Covid-19

Le Brésil forcé de mettre en place un programme social d’urgence inédit

12 min

Pour affronter la crise sanitaire sociale, le président Jair Bolsonaro a dû, sous la pression du Congrès, mettre en œuvre des aides sociales qui feront date.

9 juillet 2020. Jeune villageoise du Mato Grosso dont le frère a été emporté par le coronavirus. Face au virus qui a décimé 150 000 Brésiliens et à la crise sociale qui s'en est suivie, le gouvernement a décidé de débloquer une aide sociale exceptionnelle. PHOTO : Mads Nissen/Politiken/PANOS-REA

Quelque 150 000 morts de la Covid-19 pour 207 millions d’habitants au 11 octobre, un produit intérieur brut (PIB) en recul de 5,9 % au premier puis de 11,4 % au deuxième trimestre 2020, selon l’IBGE, l’Insee brésilien, une monnaie, le réal, qui a perdu en moins d’une année 50 % de sa valeur par rapport au dollar… l’économie brésilienne, frappée par une crise intense en 2017-2018 dont elle ne s’était pas encore remise, reçoit…

 

Quelque 150 000 morts de la Covid-19 pour 207 millions d’habitants au 11 octobre1, un produit intérieur brut (PIB) en recul de 5,9 % au premier puis de 11,4 % au deuxième trimestre 2020, selon l’IBGE, l’Insee brésilien, une monnaie, le réal, qui a perdu en moins d’une année 50 % de sa valeur par rapport au dollar… l’économie brésilienne, frappée par une crise intense en 2017-2018 dont elle ne s’était pas encore remise, reçoit un coup de massue de plus avec les effets économiques du confinement entamé en mars.

Ouverture de ligne de crédit à taux zéro pour les entreprises, garantie de prêt, prise en charge d’une partie des salaires en cas de diminution forcée du temps de travail, renflouement des Etats brésiliens, exsangues et en manque cruel de trésorerie, injections de liquidités pour stabiliser le système bancaire... le train de mesures anti-crise du néo-libéral ministre de l’Economie Paulo Guèdes, fidèle disciple de Milton Friedman, n’a surpris personne tant est admise l’intervention de l’Etat, assureur en dernier ressort des entreprises privées en économie de marché.

Un programme social taille XXL

En revanche, la surprise, de taille, est venue de la décision, imposée par les circonstances et sous la pression d’une majorité hétéroclite au Congrès, d’allouer une aide directe provisoire (AU) aux 40 millions de travailleurs informels, aux chômeurs non officiels ainsi qu’aux familles pauvres. Cette aide est d’une ampleur jamais connue eu égard à son montant : 58 % du salaire minimum par personne avec une limite à deux bénéficiaires par foyer, et 116 % pour une femme cheffe de famille ou célibataire avec enfant). Elle est bien plus généreuse que les traditionnels programmes sociaux du pays, dont la célèbre Bolsa Família – allocation sous condition de ressources versée à environ 11 millions de familles pauvres, symbole des années Lula.

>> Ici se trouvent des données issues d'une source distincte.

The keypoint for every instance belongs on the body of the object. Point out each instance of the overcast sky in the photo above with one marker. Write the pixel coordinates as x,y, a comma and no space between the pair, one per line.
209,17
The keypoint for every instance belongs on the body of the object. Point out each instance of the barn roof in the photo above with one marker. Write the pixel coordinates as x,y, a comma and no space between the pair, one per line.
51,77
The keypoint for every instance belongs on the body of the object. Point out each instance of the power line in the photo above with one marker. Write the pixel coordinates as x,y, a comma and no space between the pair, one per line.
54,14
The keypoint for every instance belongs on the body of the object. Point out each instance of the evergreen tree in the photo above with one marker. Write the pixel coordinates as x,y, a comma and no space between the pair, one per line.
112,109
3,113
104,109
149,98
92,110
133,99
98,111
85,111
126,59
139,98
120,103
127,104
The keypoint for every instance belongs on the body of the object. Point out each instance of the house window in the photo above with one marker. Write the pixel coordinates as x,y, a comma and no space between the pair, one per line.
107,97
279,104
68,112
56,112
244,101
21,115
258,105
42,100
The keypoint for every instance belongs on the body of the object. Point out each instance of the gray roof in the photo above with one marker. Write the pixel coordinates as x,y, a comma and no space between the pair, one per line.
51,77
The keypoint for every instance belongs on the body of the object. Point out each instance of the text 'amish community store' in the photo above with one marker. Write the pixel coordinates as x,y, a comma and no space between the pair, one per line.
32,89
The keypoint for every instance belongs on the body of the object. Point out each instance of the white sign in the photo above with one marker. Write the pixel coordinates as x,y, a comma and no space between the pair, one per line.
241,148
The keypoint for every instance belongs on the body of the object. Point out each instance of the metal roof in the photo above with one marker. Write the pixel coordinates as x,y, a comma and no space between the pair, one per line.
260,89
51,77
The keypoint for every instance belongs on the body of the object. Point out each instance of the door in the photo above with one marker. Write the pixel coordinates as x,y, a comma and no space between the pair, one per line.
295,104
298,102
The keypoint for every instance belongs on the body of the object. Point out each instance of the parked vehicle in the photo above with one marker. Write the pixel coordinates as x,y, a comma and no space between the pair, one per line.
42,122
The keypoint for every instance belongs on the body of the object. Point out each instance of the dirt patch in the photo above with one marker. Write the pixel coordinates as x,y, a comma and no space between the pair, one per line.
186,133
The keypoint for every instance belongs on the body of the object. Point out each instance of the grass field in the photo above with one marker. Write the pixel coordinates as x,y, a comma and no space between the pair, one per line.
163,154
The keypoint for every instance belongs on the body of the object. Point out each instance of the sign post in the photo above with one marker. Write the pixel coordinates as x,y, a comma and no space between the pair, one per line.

La surprise, de taille, est venue de la décision d’allouer une aide directe provisoire (AU) aux 40 millions de travailleurs informels, aux chômeurs non officiels ainsi qu’aux familles pauvres

Inédite aussi pour la largeur de son spectre : 68 millions de bénéficiaires, soit 75 % de la population active et 42 % des foyers brésiliens, selon l’IBGE. Cette ampleur s’explique par l’absence de critères sélectifs à l’entrée, à l’exception d’un âge plancher de 18 ans et d’un plafond de ressources fixé respectivement à 50 et 300 % du salaire minimum par individu ou par foyer. Même les personnes absentes des registres sociaux, ou dépourvues de compte bancaire demeuraient éligibles en créant, via l’application dédiée, un compte digital provisoire.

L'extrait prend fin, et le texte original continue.